# Basshead Headphones



## omnibus (Feb 20, 2015)

I'm bored with audiophile HP's for music. I started looking for something more fun and although there are several bass focused headphones out there, I read that the Skullcandy Crushers sounded like having 15's in your trunk but not noted for great SQ or anything with the amp turned off.
I won't be using an amp or anything so one built into the HP sounds great.

Has any bassheads here experienced with Skullcandy crushers? I'm curious what you think of them.

...and no "get Beats" troll responses please. I read a ton of reviews and it sounds as if the Crushers offer the most powerful bass option, but curious what other bassheads prefer.


----------



## Randyman... (Oct 7, 2012)

I can't compare to the ones you mentioned, but I've yet to find a pair of cans that can tickle my ears better than the V-Moda Crossfade LP2's.

Apparently, the model I have (4 pairs worth for the studio!) have been updated:

Old Model

New Model


I run these off a power amp (not a whimpy HP amp, but an actual 8-channel power amp - a Lectrosonics PA8). I'm a certified basshead, and these absolutely satisfy my desires w/o breaking a sweat. I do generally add some 5K-20K sparkle back in with EQ as they can be a bit dark otherwise (and my tinnitus doesn't help!).

I will mention I also have the more expensive Crossfade M-100. The overall balance and soundstage is MUCH better on the M-100's - and they still get VERY loud and low, but I've fried the drivers twice now running off that same beefy power amp (warranty repairs both times / 3yr warranty).

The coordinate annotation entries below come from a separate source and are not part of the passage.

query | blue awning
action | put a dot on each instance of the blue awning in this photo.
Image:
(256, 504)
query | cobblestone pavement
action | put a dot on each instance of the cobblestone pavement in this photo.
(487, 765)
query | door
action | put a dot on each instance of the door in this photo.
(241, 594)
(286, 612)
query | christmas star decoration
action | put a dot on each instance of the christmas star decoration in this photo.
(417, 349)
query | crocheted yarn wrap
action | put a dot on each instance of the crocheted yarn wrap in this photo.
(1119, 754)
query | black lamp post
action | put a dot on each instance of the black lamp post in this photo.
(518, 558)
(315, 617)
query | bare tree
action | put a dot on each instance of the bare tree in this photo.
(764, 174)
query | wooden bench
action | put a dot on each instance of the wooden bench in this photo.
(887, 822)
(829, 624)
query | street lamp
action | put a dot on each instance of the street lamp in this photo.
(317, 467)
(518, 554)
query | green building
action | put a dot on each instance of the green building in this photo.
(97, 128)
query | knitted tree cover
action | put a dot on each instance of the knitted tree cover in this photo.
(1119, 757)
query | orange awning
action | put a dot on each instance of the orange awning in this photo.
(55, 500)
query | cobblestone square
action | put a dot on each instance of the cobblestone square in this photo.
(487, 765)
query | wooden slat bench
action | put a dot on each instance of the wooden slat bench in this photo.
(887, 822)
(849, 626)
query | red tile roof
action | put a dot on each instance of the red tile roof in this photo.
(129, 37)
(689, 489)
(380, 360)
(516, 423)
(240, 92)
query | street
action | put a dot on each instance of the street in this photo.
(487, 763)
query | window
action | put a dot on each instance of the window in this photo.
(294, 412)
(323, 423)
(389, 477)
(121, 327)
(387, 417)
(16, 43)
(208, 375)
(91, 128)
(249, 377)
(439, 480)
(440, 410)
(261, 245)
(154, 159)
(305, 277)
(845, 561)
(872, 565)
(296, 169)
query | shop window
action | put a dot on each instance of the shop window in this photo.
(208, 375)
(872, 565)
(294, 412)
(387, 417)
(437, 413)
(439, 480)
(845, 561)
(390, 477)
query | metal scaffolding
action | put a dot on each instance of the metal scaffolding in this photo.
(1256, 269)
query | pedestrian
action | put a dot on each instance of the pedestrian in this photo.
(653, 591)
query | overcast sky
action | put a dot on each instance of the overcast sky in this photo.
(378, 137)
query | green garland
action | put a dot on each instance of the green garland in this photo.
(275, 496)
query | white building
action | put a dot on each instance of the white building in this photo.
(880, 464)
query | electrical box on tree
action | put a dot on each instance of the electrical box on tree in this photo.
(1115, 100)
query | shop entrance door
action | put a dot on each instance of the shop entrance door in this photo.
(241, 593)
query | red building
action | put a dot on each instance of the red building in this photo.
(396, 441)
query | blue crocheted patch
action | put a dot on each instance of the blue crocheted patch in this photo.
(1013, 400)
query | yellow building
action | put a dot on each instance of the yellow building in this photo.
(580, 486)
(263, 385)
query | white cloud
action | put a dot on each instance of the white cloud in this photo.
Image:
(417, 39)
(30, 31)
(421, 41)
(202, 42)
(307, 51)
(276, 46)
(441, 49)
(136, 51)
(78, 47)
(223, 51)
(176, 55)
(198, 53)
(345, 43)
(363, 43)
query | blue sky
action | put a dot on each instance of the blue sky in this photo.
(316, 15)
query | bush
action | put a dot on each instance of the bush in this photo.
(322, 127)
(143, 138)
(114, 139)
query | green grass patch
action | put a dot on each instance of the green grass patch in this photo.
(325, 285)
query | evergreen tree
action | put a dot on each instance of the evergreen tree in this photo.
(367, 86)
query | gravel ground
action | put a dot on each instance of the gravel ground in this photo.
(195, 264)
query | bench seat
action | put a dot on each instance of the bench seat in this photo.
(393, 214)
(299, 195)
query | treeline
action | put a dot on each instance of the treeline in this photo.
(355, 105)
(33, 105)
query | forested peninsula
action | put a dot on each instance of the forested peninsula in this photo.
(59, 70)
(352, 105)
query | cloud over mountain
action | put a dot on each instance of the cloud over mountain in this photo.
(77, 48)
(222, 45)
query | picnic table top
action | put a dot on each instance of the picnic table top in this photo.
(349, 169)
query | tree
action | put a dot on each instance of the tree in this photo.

The LP2's have taken some serious abuse and I've never had one fail...

Check out some of the Home Theater Geeks (TWiT network Podcast) headphone episodes for more fabulous suggestions. That's where I initially discovered the V-Moda LP2's, and am glad I dropped over $1000 on V-moda headphones for the studio!


----------



## rayray881 (Jul 15, 2013)

sony mdr-xb series


----------



## omnibus (Feb 20, 2015)

Randyman... said:


> I can't compare to the ones you mentioned, but I've yet to find a pair of cans that can tickle my ears better than the V-Moda Crossfade LP2's.
> 
> Apparently, the model I have (4 pairs worth for the studio!) have been updated:
> 
> ...


They look nice but I'll be using mine for portable and some radio apps don't have an EQ but don't really want a separate amp. Plus these would push my budget a bit.
I'll look certainly check into them though and see if I can find some comparisons. thanks.



rayray881 said:


> sony mdr-xb series


The comparison reviews mentioned the Crushers had a lot more bass but those Sony's are well regarded for bass lovers. But it's second on my list ATM.


----------



## etroze (Dec 24, 2013)

Crushers will actually vibrate off your head if you find a really bass heavy song like Bass Nectar's "Basshead". It's actually kinda fun but not my taste for day to day listening lol.


----------